This is a good article that shows the debate between those who want to save nature for its own sake and those who just think it’s a dumb idea for humans to mess up the planet where they live.  The author (Johann Hari) traces the tension back to the Romantics v. Enlightenment, and I think you can see a similar tension in Catholic environmental work (I wrote about this for America).
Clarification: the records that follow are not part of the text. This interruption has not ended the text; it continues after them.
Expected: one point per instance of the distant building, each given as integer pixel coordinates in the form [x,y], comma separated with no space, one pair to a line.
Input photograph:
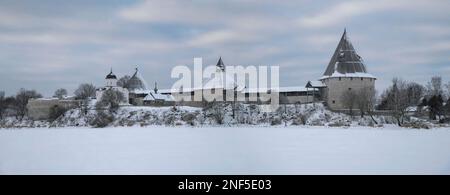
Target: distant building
[223,81]
[111,84]
[345,72]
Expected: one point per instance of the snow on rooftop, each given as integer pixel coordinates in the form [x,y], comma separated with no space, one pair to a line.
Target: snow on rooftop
[279,89]
[356,74]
American environmentalism was midwifed into the world by a romantic, Henry David Thoreau. His decision to live for two years, two months, and two days alone in the woods—to hear the earth—has become part of American mythology. He scorned the supposed inauthenticity of the city and its technologies: Appalled, he said, “We do not ride on the railroad; it rides upon us. This tendency ripples on through the following centuries of environmentalism as an ache and a lodestar. You don’t have to spend long among the lead-belching factory-cities of China—or on a snarled-up freeway in Los Angeles—to feel the tug of these back-to-the-trees tropes.
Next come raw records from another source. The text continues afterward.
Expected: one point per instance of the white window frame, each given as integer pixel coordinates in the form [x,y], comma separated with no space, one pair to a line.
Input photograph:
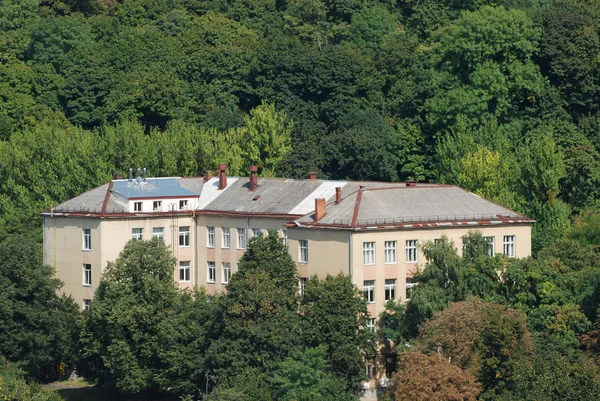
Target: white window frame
[87,239]
[390,252]
[369,290]
[137,234]
[158,232]
[210,237]
[390,289]
[241,234]
[412,251]
[492,248]
[226,232]
[368,253]
[185,272]
[211,272]
[509,246]
[87,275]
[184,236]
[303,245]
[226,272]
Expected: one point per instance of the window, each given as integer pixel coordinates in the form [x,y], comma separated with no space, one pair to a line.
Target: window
[302,284]
[87,239]
[390,289]
[411,251]
[491,249]
[371,324]
[226,273]
[369,290]
[226,237]
[87,274]
[368,253]
[241,238]
[210,237]
[390,252]
[184,271]
[158,232]
[303,250]
[211,272]
[509,246]
[137,234]
[184,236]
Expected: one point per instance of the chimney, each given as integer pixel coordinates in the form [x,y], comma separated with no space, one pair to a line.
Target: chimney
[338,195]
[222,176]
[253,178]
[320,208]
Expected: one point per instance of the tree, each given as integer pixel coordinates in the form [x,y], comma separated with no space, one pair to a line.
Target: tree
[38,328]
McKibben includes a close-to-parody piece by Alice Walker taking this tendency to its logical extreme. As part of an “intense dialogue” with them, she “feels” the trees angrily shout: “That we are alive and have feelings means nothing to you!” The trees tell her Americans should return to being a hunter-gatherer society: “The new way to exist on the Earth may well be the ancient way of the steadfast lovers of this particular land,” they mutter through their leaves.